Exposición a químicos

Estos productos químicos proceden de diversas fuentes, entre las que hay plásticos, pesticidas y residuos industriales, y muchos de ellos persisten en el medio ambiente durante tiempos prolongados, aunque sea a niveles muy reducidos.

Estas sustancias bloquean o alteran el patrón usual del efecto hormonal en el cuerpo, algunos productos pueden pasar por estrógenos naturales y representan el mayor riesgo de la concepción, para el desarrollo del feto y la salud materna. Además, puede alterar el sistema endocrino e interferir en desarrollo genético de los órganos reproductivos masculinos o femeninos, así como también causa endometriosis o síndrome de ovario poliquístico.

Alguno de estos productos pueden ser:

  1. El etilenglicol: se encuentra en algunas pinturas a base de agua, barnices y desmanchadores, este químico puede afectar el ciclo menstrual o correr el riesgo a un aborto espontáneo.
  2. Bisfenol: Es un químico que se usa para fabricar plásticos duros, utilizado en los recipientes de comida para microondas, botellas de agua y latas. Se han encontrado grandes cantidades en la orina tanto en hombres como mujeres, provocando el síndrome poliquístico, dificultando la posibilidad de concebir.
  3. Ftalatos: Por lo común se encuentra en la cortina del baño. La exposición a las sustancias provoca endometriosis, infertilidad y disminución de esperma en los hombres.

Hábitos

Los hábitos poco saludables también disminuyen las probabilidades de lograr el embarazo. Es fundamental suprimir el consumo de tabaco, alcohol y cualquier otro tipo de droga lo antes posible. Estas sustancias pueden producir daños, en ocasiones irreversibles, en las células reproductivas (óvulos y espermatozoides).

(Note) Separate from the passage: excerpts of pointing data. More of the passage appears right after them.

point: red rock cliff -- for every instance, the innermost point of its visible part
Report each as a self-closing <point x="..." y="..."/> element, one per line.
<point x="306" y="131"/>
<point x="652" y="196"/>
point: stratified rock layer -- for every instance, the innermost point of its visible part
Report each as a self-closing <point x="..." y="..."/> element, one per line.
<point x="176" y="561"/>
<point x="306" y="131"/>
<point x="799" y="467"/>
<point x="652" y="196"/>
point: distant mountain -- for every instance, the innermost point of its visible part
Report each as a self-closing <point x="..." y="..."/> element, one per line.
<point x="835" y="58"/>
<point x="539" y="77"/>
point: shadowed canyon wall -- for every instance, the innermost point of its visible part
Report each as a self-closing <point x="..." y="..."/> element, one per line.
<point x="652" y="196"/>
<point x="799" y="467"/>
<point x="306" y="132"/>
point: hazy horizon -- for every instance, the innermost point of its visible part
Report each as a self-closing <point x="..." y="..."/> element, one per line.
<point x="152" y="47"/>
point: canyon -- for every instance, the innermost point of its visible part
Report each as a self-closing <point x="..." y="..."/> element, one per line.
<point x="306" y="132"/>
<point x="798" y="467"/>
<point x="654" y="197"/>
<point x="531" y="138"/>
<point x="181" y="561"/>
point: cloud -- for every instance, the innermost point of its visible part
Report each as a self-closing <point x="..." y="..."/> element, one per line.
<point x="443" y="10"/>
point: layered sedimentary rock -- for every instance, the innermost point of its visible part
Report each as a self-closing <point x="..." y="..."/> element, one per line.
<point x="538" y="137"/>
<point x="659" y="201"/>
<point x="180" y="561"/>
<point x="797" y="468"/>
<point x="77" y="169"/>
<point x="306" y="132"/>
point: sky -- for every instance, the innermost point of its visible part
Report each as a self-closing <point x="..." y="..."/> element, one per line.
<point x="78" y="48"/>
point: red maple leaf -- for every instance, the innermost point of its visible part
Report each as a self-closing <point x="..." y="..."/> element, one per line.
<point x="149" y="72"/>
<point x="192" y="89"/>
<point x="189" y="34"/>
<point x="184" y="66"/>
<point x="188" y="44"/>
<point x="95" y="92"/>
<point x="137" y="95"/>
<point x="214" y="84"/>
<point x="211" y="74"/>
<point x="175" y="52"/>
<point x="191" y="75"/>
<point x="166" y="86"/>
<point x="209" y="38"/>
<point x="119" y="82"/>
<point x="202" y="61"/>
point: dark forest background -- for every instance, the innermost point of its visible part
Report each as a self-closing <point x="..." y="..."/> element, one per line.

El consumo excesivo de cafeína también puede afectar negativamente a la fertilidad. Se aconseja limitar el consumo de bebidas con cafeína a 2-3 cafés diarios como máximo.

Pros y contras de no tener hijos

Hay diversas opiniones sobre el hecho de tener hijos o de tener solo uno. En el estilo de vida moderno, se ha discutido sobre el rol que tiene la mujer en el ámbito reproductivo. Muchas personas han tomado la decisión de no procrear por diversos motivos.

Sira Sánchez, psicóloga y escritora en la Web para Psicólogos, expresa que a sus 35 años, aún no desea ser madre y entre las razones que plantea se encuentra el aprovechamiento del tiempo libre, mayor diversión, cuidado de estética y salud y que podrá dedicarle mayor tiempo a su trabajo.

Johan Vargas en un artículo de Kien y Ke expone 10 razones para no tener hijos, de las cuales destacan: «Tu billetera será más grande, los hijos implican una gran inversión, pañales, colegio, ropa, universidad, entre otros. Quien decida no tenerlos, podrá hacer un gran ahorro» y «Se mitiga la sobrepoblación. El mundo atraviesa una de sus peores crisis y el excedente de población es una de las principales causas de esto. El no traer más humanos le hace bien al planeta, disminuye el consumo de recursos y ayuda a equilibrar el exceso de personas»

Por otra parte, están aquellos que creen fielmente en que tener hijos es un acto de amor y que todos debemos ser parte de ello.

Patricia Cámara Romero, en Bekia Pareja, explica la forma en que los hijos cambian la vida de las personas. Habla de la compañía asegurada «No existe nada mejor que la llegada de un bebé para sentirse plenamente acompañado».

David G. Allan, director editorial de CNN Health and Wellness, en una columna de The Wisdom Project, responde a la interrogante de por qué quiso tener hijos,una de sus respuestas fue «simplemente, por normas sociales y culturales. La mayoría de la gente que conoces y la mayoría de la gente a la que no conoces, lo hace» su esposa respondió que «Quería sentir el amor intenso que un padre siente por su hijo».